Adam took another deep breath. ‘Just give me a refill, will you?’

He watched his glass fill up. At least Roddy always poured good measures. Adam looked away and tried to imagine his heart pumping slower, his veins and capillaries easing and narrowing.

They were clear of the mainland now, the scabby Portakabin of Kennacraig Terminal gone from view but the brown-green stretch of Islay still just a shrouded fist of knuckles in the distance. In this open water they were brutally exposed to the weather: pummelling, icy winds, snowclouds dark as gravestones pressing down on them as their rusting CalMac hulk strained through the sea.

A snapping noise made Adam look up to see a frayed and faded saltire flapping amongst the ship’s rotating radar bars and brick-red funnel. He looked back out to sea, his eyes bleary in the bluster. The wind chopped fat lines of white froth out of the inky water and he had a flashback to last night, ill-advisedly sharing a couple of heavy toots with Roddy in the toilets at Amber.

The venue was another of Roddy’s wind-ups, the restaurant attached to the Scotch Whisky Experience, the tourist-trap travesty next to the castle with a whisky-making tour where you travelled through time in a ridiculous dissected cask.

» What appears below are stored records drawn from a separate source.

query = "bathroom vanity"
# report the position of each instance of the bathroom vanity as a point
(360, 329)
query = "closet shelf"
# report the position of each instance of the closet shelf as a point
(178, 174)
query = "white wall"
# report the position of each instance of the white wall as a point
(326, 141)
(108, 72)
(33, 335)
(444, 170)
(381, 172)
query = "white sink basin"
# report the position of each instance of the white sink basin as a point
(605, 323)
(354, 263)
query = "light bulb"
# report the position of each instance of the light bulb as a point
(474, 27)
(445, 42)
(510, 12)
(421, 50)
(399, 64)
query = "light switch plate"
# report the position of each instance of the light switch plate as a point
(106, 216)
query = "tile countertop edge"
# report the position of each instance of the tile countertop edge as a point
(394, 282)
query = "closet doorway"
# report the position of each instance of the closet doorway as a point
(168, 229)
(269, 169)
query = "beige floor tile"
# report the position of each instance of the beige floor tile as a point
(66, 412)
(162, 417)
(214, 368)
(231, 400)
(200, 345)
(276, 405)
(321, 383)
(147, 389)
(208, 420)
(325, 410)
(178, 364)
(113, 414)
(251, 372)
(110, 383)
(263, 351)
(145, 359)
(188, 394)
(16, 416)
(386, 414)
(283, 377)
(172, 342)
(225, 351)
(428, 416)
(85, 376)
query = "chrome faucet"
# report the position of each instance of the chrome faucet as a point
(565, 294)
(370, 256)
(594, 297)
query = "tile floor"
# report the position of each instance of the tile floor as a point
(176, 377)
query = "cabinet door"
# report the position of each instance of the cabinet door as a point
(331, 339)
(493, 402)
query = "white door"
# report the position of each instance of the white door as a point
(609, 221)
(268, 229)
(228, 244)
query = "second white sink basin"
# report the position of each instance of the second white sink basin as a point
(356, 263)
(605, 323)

At least Roddy hadn’t made them do that. Actually, Amber was a pretty decent restaurant if you ignored all the tartan bullshit, which was impossible. How they’d ended up scraping out lines of Roddy’s top-drawer nose powder in the bogs, he couldn’t recall. Must’ve been hammering the cask strength. No surprise, given that Roddy was picking up the tab, keen as ever to demonstrate his obscene wealth to anyone in a five-mile radius.

Adam looked at Roddy now and winced. Tall and fit, wavy hair flicking in the wind, he looked like a Hollywood rendition of a heroic frontiersman off to tame the wilderness and win his bride, all square jaw, striking good looks and smouldering stare. Adam caught a glimpse of his own hungover self in a grubby porthole. Chipmunk cheeks and wobbly chin, balding head and a short, stocky body, red-raw eyes behind dated thick-rimmed meeja specs. He was six inches shorter than Roddy, but it felt like more. It was hard to believe they were the same species, never mind the same age.

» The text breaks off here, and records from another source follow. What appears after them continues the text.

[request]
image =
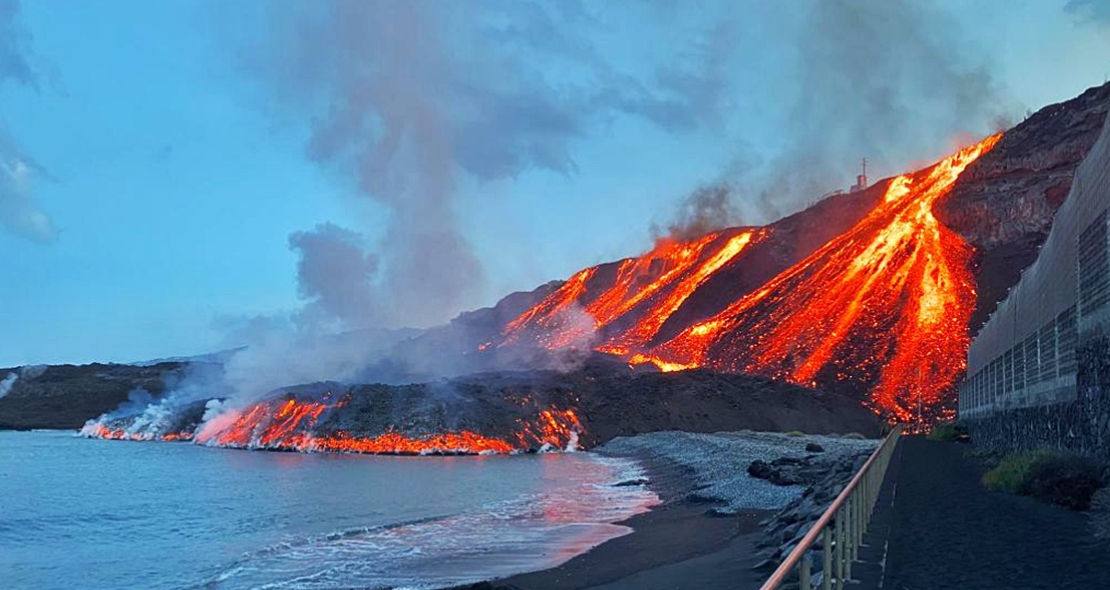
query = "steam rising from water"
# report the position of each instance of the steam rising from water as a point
(7, 384)
(19, 213)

A bacon roll filled his view.

‘Thank God,’ he said as Ethan handed it to him, Luke slinking behind and handing one to Roddy.

‘You clowns took your time,’ said Roddy.

‘Truckers, man,’ said Luke, as if that explained it. He slouched into a scuffed plastic seat bolted to the deck and chewed lazily. Adam loved the way Luke didn’t give a flying fuck whether he made any sense or not. Some pretentious bastards might aim for enigmatic; Luke managed it without realising. His lanky, emaciated body, rough beard, ever-present beanie and stoned placidity added to the accidental guru effect. He was gazing out to sea, then spoke.

‘Puffins.’

Adam couldn’t see anything except the choppy waters and emerging peat moors of the island.

‘And young gannets.’

Adam looked again, thought he maybe saw tiny blades of white dive-bombing the surf, but couldn’t be sure.

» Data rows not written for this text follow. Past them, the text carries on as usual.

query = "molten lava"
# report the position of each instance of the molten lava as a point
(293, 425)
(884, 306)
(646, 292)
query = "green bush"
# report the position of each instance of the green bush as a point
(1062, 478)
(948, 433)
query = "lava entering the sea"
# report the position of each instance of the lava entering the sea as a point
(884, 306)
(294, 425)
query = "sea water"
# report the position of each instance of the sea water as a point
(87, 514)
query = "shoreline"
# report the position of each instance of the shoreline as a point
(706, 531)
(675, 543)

‘Really?’ said Ethan, following Luke’s gaze.

Ethan was the most normal of them, Mr Average with his supposedly sensible RBS career-ladder computing job, new-build suburban semi in Gilmerton, conventionally pretty but conservative wife, Debs, and full range of Berghaus and North Face to keep the January cold out. He was average height, average weight and his brown hair was even in a carefully combed side parting, for Christ’s sake. Adam liked to be condescending about Ethan’s averageness, but who was the mug? Adam rented his tiny Abbeyhill flat, lived alone and still did a job he hated in the arse end of retail at the age of thirty-eight.